# Question

Given a n x n matrix where each of the rows and columns are sorted in ascending order, find the kth smallest element in the matrix.

Note that it is the kth smallest element in the sorted order, not the kth distinct element.

Example:

matrix = [
[ 1,  5,  9],
[10, 11, 13],
[12, 13, 15]
],
k = 8,

return 13.


Note:

You may assume k is always valid, 1 ≤ k ≤ $$n^2$$.

# Solution

Like Leetcode 373: Find K Pairs with Smallest Sums, we can use a min heap to store “candidates” from each row, and pop the first k - 1 candidates.

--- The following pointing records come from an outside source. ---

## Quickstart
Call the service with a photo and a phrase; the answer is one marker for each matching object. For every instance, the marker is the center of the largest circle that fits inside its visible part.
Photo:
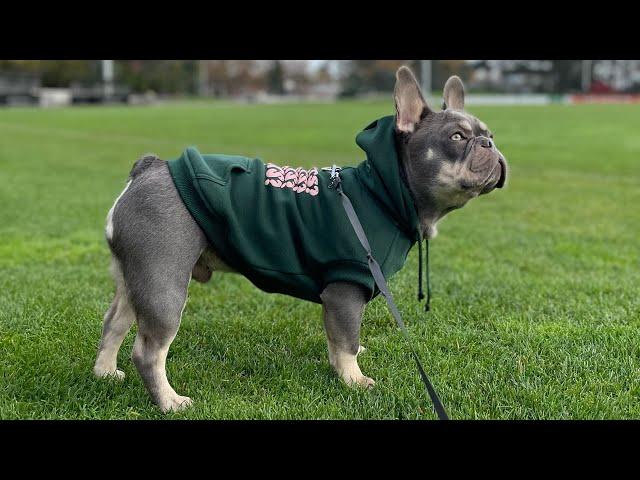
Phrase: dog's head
(448, 156)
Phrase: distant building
(512, 76)
(547, 76)
(18, 88)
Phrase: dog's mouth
(496, 178)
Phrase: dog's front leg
(343, 304)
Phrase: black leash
(378, 277)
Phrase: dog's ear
(453, 94)
(410, 104)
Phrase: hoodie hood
(380, 174)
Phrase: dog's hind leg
(157, 243)
(117, 322)
(158, 323)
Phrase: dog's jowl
(285, 229)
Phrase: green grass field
(535, 311)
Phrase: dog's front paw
(361, 381)
(101, 373)
(175, 404)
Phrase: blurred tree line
(221, 78)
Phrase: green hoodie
(286, 230)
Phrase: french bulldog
(447, 158)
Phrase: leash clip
(334, 176)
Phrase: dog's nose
(486, 142)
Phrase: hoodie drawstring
(427, 305)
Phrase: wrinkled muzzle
(486, 165)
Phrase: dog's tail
(142, 164)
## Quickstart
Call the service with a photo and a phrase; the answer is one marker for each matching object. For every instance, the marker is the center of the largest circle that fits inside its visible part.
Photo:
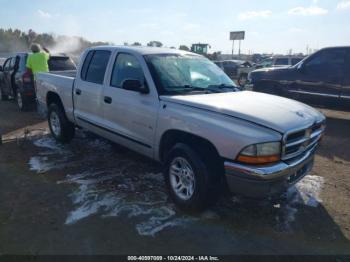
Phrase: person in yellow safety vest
(38, 61)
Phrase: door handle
(108, 100)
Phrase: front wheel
(188, 178)
(61, 129)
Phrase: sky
(272, 26)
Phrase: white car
(180, 109)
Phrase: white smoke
(66, 45)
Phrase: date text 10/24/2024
(173, 258)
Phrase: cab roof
(143, 50)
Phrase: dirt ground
(94, 197)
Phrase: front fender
(229, 135)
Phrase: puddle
(305, 193)
(110, 183)
(108, 189)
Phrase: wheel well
(201, 145)
(53, 98)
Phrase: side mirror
(135, 85)
(301, 68)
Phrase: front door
(88, 90)
(345, 93)
(130, 115)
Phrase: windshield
(174, 73)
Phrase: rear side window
(7, 64)
(281, 61)
(94, 67)
(330, 62)
(61, 63)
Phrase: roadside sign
(237, 35)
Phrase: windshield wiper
(223, 87)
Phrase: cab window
(281, 61)
(95, 65)
(330, 62)
(126, 67)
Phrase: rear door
(88, 89)
(5, 84)
(8, 70)
(130, 116)
(320, 78)
(345, 93)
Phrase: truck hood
(278, 113)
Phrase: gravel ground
(94, 197)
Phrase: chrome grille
(298, 142)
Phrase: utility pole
(233, 47)
(239, 50)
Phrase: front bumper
(267, 181)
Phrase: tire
(61, 129)
(184, 168)
(22, 103)
(242, 80)
(3, 96)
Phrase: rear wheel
(22, 103)
(188, 178)
(61, 129)
(3, 96)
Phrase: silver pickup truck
(182, 110)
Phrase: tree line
(15, 40)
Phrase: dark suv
(17, 82)
(323, 78)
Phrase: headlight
(249, 78)
(261, 153)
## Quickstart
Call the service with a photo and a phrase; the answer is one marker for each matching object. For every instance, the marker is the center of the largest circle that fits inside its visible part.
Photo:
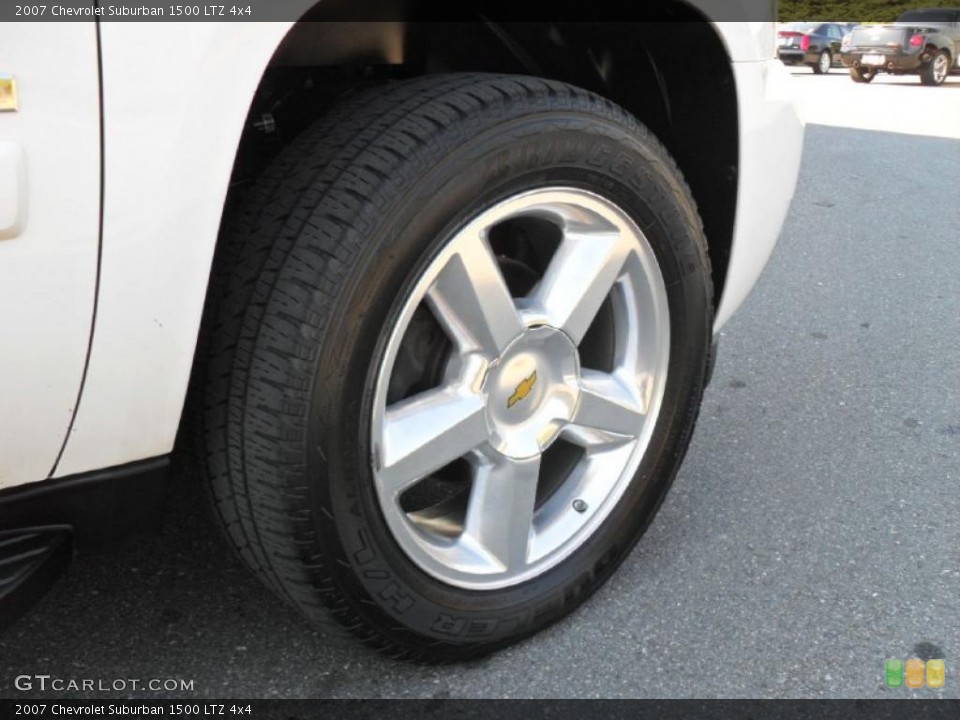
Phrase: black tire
(311, 268)
(929, 74)
(862, 74)
(818, 68)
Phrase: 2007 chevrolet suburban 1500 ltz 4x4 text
(433, 304)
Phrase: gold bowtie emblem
(522, 390)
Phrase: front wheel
(863, 74)
(462, 350)
(936, 71)
(824, 63)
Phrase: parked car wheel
(459, 354)
(937, 70)
(824, 63)
(862, 74)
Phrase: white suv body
(436, 320)
(171, 134)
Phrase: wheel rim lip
(433, 557)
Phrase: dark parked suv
(921, 42)
(814, 44)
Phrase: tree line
(853, 10)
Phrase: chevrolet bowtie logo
(522, 390)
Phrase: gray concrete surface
(813, 532)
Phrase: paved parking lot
(813, 532)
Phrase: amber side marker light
(8, 93)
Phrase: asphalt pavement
(813, 532)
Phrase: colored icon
(894, 673)
(914, 673)
(936, 673)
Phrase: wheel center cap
(532, 391)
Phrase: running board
(31, 561)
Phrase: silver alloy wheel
(826, 62)
(941, 68)
(513, 385)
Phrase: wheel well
(674, 76)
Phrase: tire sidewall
(432, 194)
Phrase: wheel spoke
(500, 514)
(472, 301)
(579, 278)
(608, 413)
(424, 433)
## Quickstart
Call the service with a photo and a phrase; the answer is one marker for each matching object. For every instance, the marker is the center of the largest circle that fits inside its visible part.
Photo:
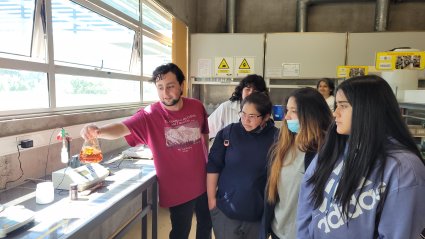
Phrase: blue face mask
(293, 125)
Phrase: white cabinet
(307, 55)
(206, 49)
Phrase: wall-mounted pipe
(381, 12)
(301, 20)
(231, 16)
(381, 15)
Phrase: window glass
(149, 91)
(154, 55)
(129, 7)
(80, 90)
(23, 90)
(156, 21)
(16, 23)
(83, 37)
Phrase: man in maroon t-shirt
(176, 130)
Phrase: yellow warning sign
(223, 64)
(412, 60)
(244, 64)
(352, 71)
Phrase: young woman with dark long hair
(302, 133)
(237, 170)
(227, 112)
(368, 180)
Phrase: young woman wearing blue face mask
(302, 133)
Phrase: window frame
(41, 46)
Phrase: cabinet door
(316, 55)
(204, 48)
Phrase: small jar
(73, 191)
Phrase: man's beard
(173, 102)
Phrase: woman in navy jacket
(236, 170)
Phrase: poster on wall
(244, 66)
(291, 69)
(204, 67)
(223, 66)
(389, 60)
(351, 71)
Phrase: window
(84, 37)
(16, 24)
(129, 7)
(154, 54)
(156, 21)
(23, 90)
(77, 91)
(84, 54)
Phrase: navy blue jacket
(240, 158)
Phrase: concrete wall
(184, 10)
(253, 16)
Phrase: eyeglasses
(244, 115)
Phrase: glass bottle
(90, 152)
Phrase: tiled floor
(164, 226)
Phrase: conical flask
(90, 152)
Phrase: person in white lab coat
(326, 87)
(228, 111)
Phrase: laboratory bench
(128, 196)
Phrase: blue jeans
(181, 219)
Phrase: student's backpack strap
(309, 156)
(226, 135)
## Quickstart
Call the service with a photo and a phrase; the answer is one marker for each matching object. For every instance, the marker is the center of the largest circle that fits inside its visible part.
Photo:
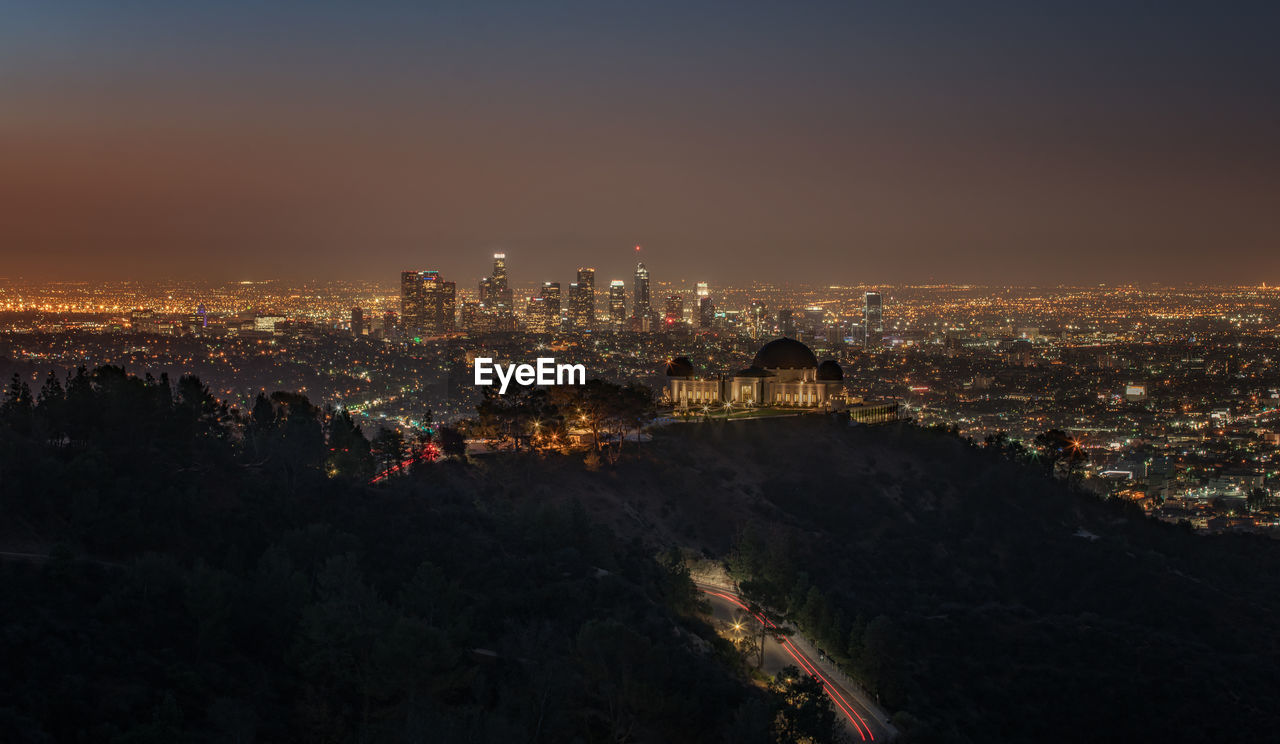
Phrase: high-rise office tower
(873, 320)
(757, 318)
(440, 300)
(581, 300)
(787, 323)
(675, 310)
(640, 296)
(543, 311)
(617, 304)
(412, 304)
(428, 304)
(499, 270)
(447, 307)
(705, 313)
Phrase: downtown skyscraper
(873, 320)
(428, 304)
(581, 300)
(617, 304)
(641, 310)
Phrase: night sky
(987, 142)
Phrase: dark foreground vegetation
(179, 573)
(215, 576)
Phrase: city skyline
(992, 144)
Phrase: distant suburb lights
(545, 372)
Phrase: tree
(17, 407)
(453, 442)
(807, 715)
(389, 448)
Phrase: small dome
(680, 368)
(785, 354)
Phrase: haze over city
(991, 142)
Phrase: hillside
(977, 596)
(215, 576)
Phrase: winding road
(863, 719)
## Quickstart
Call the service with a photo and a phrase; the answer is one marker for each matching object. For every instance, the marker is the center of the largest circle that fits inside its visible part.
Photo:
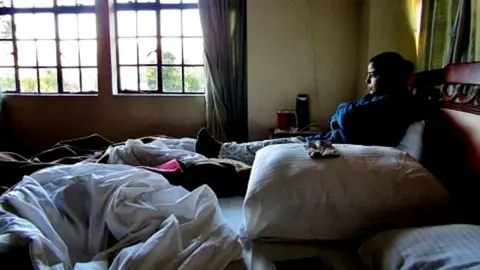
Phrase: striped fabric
(438, 247)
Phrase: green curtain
(447, 33)
(224, 33)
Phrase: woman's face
(374, 79)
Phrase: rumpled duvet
(99, 216)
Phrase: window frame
(108, 72)
(56, 10)
(157, 7)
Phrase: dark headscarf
(393, 65)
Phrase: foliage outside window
(50, 46)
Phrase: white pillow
(366, 189)
(438, 247)
(412, 141)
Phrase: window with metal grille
(160, 46)
(48, 46)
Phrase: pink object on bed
(171, 166)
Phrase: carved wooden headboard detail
(452, 133)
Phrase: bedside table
(276, 134)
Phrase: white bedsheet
(68, 215)
(157, 152)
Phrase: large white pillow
(439, 247)
(366, 189)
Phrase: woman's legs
(245, 152)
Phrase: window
(48, 46)
(160, 46)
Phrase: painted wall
(317, 47)
(39, 122)
(385, 26)
(300, 46)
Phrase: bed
(451, 151)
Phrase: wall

Time complexity $$O((n + k)logn)$$, space complexity $$O(n)$$.

class Solution {
public int kthSmallest(int[][] matrix, int k) {
int n = matrix.length;
PriorityQueue<int[]> queue = new PriorityQueue<>((a, b) -> a[0] - b[0]);
for(int i = 0; i < n; i++)
queue.offer(new int[] {matrix[i][0], i, 0});
for(int i = 0; i < k - 1; i++) {
int[] p = queue.poll();
if(p[2] != n - 1) queue.offer(new int[]{matrix[p[1]][++p[2]], p[1], p[2]});
}
return queue.poll()[0];
}
}